Worlds, agents, and teachers
The main concepts (classes) in ParlAI are worlds, agents, and teachers. A world is the environment the speakers live in, and can vary from a simple two-way conversation to more complex scenarios such as a reactive game environment. Agents are things that can act and speak in the world. An agent can be a learner, such as a machine learned system, or a hard-coded bot designed to interact with learners, such as non-player characters in a game. Finally, teachers are a type of agent that talk to the learner, for example, one that implements a task listed previously.
All agents use a single format — the observation/action object (a Python dict) — to exchange text, labels, and rewards with other agents.
Agents send this message to speak, and receive a message in the same form to observe other speakers in the environment. This allows us to tackle all kinds of dialog problems, from reinforcement learning to fully supervised learning, while guaranteeing that all data sets conform to the same standard. When researchers build new models, they can easily apply them across many tasks.

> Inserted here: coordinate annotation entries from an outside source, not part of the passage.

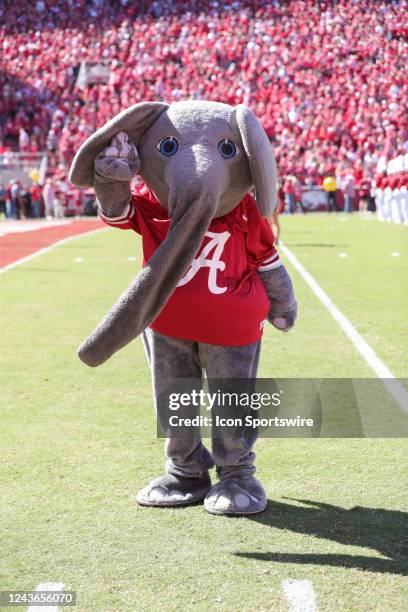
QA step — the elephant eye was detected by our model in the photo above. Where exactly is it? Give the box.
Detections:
[157,136,178,157]
[218,139,237,159]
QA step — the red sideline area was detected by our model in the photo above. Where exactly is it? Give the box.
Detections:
[0,219,106,269]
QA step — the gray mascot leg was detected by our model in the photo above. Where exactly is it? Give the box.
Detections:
[136,328,214,506]
[199,341,267,515]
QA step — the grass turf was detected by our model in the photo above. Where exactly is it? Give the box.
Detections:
[0,215,408,611]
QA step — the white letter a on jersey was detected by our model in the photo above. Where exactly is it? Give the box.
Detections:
[177,232,231,293]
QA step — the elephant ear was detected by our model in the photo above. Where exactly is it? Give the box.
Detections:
[69,102,169,187]
[235,104,278,217]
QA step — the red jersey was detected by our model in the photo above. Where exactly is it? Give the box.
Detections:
[100,185,281,346]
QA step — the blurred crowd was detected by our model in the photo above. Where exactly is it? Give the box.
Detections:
[0,173,96,219]
[0,0,408,186]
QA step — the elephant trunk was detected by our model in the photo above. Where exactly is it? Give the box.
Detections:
[78,153,224,367]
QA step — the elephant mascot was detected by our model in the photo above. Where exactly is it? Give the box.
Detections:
[70,101,297,515]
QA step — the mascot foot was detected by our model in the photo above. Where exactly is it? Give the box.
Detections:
[204,476,267,516]
[136,472,211,507]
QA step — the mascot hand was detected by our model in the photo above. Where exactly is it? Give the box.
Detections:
[259,266,297,332]
[95,132,140,181]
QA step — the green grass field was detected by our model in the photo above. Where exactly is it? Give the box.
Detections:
[0,215,408,612]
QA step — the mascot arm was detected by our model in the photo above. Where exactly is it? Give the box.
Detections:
[258,266,297,332]
[94,132,140,217]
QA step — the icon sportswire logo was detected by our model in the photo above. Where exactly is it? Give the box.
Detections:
[177,232,231,294]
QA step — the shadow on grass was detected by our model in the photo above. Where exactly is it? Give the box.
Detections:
[235,498,408,576]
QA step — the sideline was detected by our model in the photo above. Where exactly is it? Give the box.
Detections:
[0,227,109,274]
[279,242,408,414]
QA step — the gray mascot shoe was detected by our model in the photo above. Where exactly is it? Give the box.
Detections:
[136,472,211,507]
[204,476,267,516]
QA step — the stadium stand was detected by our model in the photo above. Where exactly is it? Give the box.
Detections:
[0,0,408,216]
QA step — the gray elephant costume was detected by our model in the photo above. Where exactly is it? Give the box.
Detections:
[70,101,297,515]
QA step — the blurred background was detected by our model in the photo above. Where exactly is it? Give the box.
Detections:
[0,0,408,223]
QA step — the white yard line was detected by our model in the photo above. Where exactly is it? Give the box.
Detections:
[27,582,64,612]
[0,227,109,274]
[279,242,408,413]
[281,580,317,612]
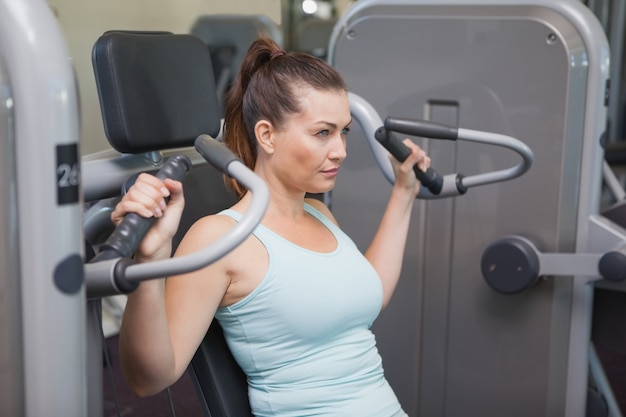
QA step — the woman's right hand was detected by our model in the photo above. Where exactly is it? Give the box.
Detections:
[111,173,185,262]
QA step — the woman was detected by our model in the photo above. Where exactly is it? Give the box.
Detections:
[112,38,430,417]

After defining a world and the agents in it, a main loop can be run for training, testing, or displaying, which calls the function world.parley()
. The left panel below shows the skeleton of an example main loop, and on the right is the actual code for parley()
.
The first release of the toolbox contains implemented agents such as simple IR baselines, as well as two full neural network examples: an end-to-end memory network implemented in Lua Torch and an attentive LSTM model DrQA implemented in PyTorch that has strong results on the SQuAD data set among others. We look forward to adding new tasks and agents in future releases.
Mechanical Turk
Dialog with humans is an important part of the training process for building chatbots. That’s why ParlAI supports integration with Mechanical Turk for data collection, training, and evaluation. This also allows research groups’ Turk experiments to be compared, which has been historically difficult.
Human Turkers are also viewed as agents in ParlAI. They can easily talk to the bots to help train and evaluate them. Subsequently, person-person, person-bot, or multiple people and bots in group chat can all converse within the standard framework, switching out the roles as desired, with no code changes to the agents. This is because Turkers also receive and send via a pretty, printed version of the same interface, using the fields of the observation/action dict.
We provide two examples in the first release:
- qa_collector: an agent that talks to Turkers to collect question-answer pairs given a context paragraph to build a QA data set.
- model_evaluator: an agent that collects ratings from Turkers on the performance of a bot on a given task.
For the first time, ParlAI provides a place for researchers to collect all the significant dialog tasks in one place. Not only does this allow for much easier iteration on any of these tasks individually, but also makes it possible to easily train a bot on all of them (which eventually should lead to better bots) and to evaluate bots across all those skills. It is also a place for researchers to share their AI learning agents by checking their code into the repository. This allows researchers to reproduce each other’s results and to build on top of each other’s work, pushing advances in the field forward. Finally, the integration of Mechanical Turk means that humans can easily be put in the loop to talk to the bots to help train and evaluate them. In the end, dialog with humans is necessary to build chatbots that can talk to humans.
Solving dialog remains a long-term challenge for AI, and any progress toward that goal will likely have short-term benefits in terms of products that we can build today or the development of technologies that could be useful in other areas. ParlAI is a platform we hope will bring together the community of researchers working on AI agents that perform dialog and continue pushing the state of the art in dialog research.